Dans les premières heures d’une nuit de 1987, l’un des plus jeunes dirigeants d’Afrique, Thomas Sankara, a été assassiné et puis rapidement enterré dans une fosse.

Aujourd’hui, l’homme largement considéré comme le responsable de l’assassinat, le président du Burkina Faso, a vu son parlement incendié par des manifestants furieux réclamant son départ.

Beaucoup de manifestants disent être inspirés par l’histoire de Thomas Sankara dans leur soulèvement contre Blaise Compaoré, qui a été au pouvoir pendant 27 ans et a voulu par un vote au parlement renouveler son mandat pour 5 années supplémentaires.

Bien que certains voient Sankara comme un autocrate qui a pris le pouvoir par la force des armes et a ignoré les droits de l’homme dans la poursuite de ses idéaux, il a été cité ces dernières années comme une source d’inspiration révolutionnaire non seulement au Burkina Faso mais aussi dans d’autres pays à travers l’Afrique.

Dans les semaines précédant le chaos actuel, Al Jazeera a interrogé un certain nombre de personnes dans la capitale, Ouagadougou, et nombreux étaient ceux qui prédisaient que la mémoire de Sankara et la tentative de Compaoré d’obtenir un autre mandat de cinq ans, allaient peut-être bientôt déclencher un soulèvement.

Au moment de son assassinat, Sankara venait d’avoir 37 ans, et il ne gouvernait que depuis quatre ans.

Mais se politique et sa vision sont encore vénérées à la fois par ses concitoyens qui ont connu l’époque où il était au pouvoir et, de manière significative, par de nombreux jeunes qui sont nés après sa mort.

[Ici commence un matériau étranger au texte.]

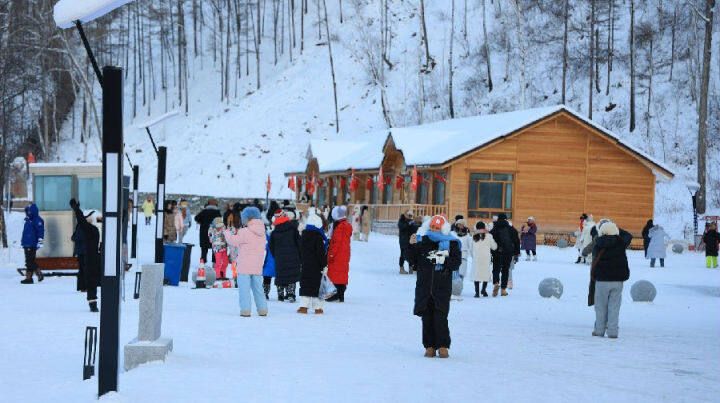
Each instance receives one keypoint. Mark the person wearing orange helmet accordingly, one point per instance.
(436, 254)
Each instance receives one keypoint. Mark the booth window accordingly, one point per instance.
(52, 193)
(439, 181)
(90, 193)
(490, 194)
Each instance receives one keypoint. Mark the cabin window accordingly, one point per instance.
(52, 193)
(421, 196)
(439, 182)
(90, 193)
(490, 194)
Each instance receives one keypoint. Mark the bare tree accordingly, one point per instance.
(703, 106)
(332, 67)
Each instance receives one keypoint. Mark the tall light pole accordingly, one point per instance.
(69, 13)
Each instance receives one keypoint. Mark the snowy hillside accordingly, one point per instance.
(226, 146)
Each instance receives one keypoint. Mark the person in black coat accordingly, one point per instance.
(406, 228)
(90, 236)
(508, 242)
(646, 235)
(204, 220)
(285, 248)
(313, 248)
(433, 285)
(609, 270)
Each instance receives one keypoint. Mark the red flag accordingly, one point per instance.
(414, 183)
(354, 182)
(291, 183)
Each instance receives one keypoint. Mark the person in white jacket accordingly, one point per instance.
(463, 234)
(482, 244)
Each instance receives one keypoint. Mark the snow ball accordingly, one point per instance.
(550, 287)
(643, 291)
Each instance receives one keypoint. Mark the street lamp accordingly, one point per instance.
(693, 187)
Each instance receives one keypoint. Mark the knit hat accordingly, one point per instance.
(607, 227)
(250, 213)
(314, 220)
(339, 212)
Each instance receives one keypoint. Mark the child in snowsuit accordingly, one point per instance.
(313, 248)
(219, 245)
(32, 240)
(711, 239)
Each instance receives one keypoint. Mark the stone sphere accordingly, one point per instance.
(550, 287)
(643, 291)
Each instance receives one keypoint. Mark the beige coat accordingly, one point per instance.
(480, 251)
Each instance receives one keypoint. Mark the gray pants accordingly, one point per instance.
(608, 297)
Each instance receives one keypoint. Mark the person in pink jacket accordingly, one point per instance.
(250, 241)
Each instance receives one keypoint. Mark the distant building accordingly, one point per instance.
(550, 163)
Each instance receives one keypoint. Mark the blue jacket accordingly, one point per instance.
(34, 229)
(269, 266)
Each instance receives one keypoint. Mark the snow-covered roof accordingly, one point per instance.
(66, 12)
(443, 141)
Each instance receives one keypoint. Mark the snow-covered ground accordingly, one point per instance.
(517, 348)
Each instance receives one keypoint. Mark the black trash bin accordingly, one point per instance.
(186, 262)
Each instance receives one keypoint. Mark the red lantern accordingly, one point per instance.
(291, 183)
(415, 182)
(354, 182)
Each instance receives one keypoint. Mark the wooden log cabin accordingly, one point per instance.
(550, 163)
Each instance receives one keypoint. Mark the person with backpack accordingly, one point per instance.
(609, 271)
(437, 255)
(528, 239)
(90, 235)
(406, 228)
(285, 248)
(32, 240)
(313, 248)
(711, 238)
(508, 248)
(481, 251)
(339, 253)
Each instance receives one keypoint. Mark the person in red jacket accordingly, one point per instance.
(339, 252)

Son assassinat a été le cinquième coup de force depuis que la nation avait obtenu son indépendance de la France, et le principal bénéficiaire en a été Compaoré qui a rapidement pris sa place.

Jusqu’à cette nuit-là, les deux avaient souvent été considérés comme les meilleurs amis.

Bien qu’il y ait moins de pauvreté maintenant qu’à cette époque, un nombre croissant de Burkinabés ont commencé à considérer au cours des dernières années, que les politiques de nationalisation de Sankara auraient peut-être transformé un pays perpétuellement aride en un endroit plus prospère et plus autonome qu’il ne l’est aujourd’hui.

« Sankara voulait un Burkina Faso prospère, s’appuyant sur ​​les ressources humaines et naturelles du pays, et non sur l’aide étrangère », a déclaré à Al-Jazeera le professeur d’économie à la retraite, Noël Nébié.

« Et en commençant par le secteur de l’agriculture, qui représente plus de 32% du PIB du pays et emploie 80% de la population active, il a brisé l’élite économique qui contrôlait la large majorité des terres arables et donné accès à la terre aux agriculteurs pauvres. Cette amélioration de la production avait rendu le pays presque auto-suffisant. »

Donner son nom à une nation

Initialement connu sous le nom de la République de Haute-Volta, d’après le nom du fleuve en amont, Sankara a changé en 1984 le nom du pays au profit de « Burkina Faso », ce qui signifie le peuple des terres du haut, et il fit bientôt de ce nom le symbole de sa croisade pour les nationalisations.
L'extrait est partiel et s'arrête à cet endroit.